Several dozen of Democratic legislators immediately released a joint statement after the commission chairmen released their findings, urging the president to protect Social Security. "If any of the commission's recommendations cut or diminish Social Security in any way, we will stand firmly against them," they have pledged.
Democrat Raúl Grijalva of Arizona, who is considered one of the most liberal of congressman, complained that "we have waited through nine months of backroom negotiations only to be told that the American people will have to tighten their belts another notch while defense spending continues to grow and corporate bonuses continue to expand." Congress should have a "realistic, productive conversation" about deficit reduction, he believes. "Instead, we're debating a proposal from a commission dedicated to cutting crucial social programs and reducing corporate and upper income taxes at the same time."
The commission chairmen have proposed to reduce income tax rates but attest that the losses in revenue can be offset by closing tax loopholes and eliminating scores of tax deductions which currently make the US tax code incredibly complicated.

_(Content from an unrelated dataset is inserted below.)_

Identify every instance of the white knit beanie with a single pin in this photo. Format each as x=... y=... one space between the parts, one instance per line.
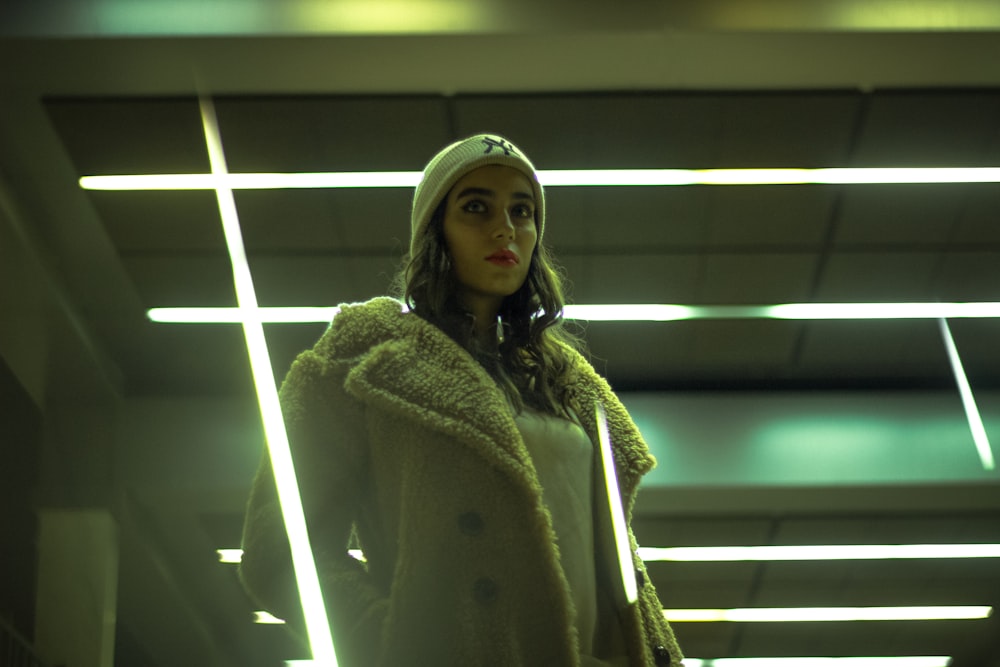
x=458 y=159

According to Speaker of the House Nancy Pelosi, who will lose her job next year since Republicans regained control of the lower chamber of Congress in this November's midterm elections, pension reform as considered by the commission is utterly unacceptable. "Any final proposal from the commission," she has declared, "must do what is right for our seniors, who are counting on the bedrock promises of Social Security and Medicare."
Conservatives on the commission, including Paul Ryan, have cautiously praised the chairmen for their suggestions. Although Republicans are divided on entitlement and earmark reform, fiscal hawks as Ryan would rather reform be more comprehensive. His "Roadmap for America's Future," which is a detailed plan to restore balance to the federal budget, represents, as then Office of Management and Budget Director Peter Orszag put it in February of this year, a "dramatically different approach in which much more risk is loaded onto individuals." Congressman Jeb Hensarling of Texas and Senator Tom Coburn of Oklahoma are also renowned for their opposition to deficit spending but the other five Republican members of the commission may be more inclined to compromise. They have all spoken out against raising taxes however.
At a press conference Wednesday afternoon the two commission chairmen acknowledged the difficulty of reforming entitlement programs, something that has long been anathema to lawmakers from both sides. "We'll both be in a witness protection program when this is all over," joked Simpson. Bowles added that they weren't asking anyone to vote for their plan. "This is a starting point," he explained.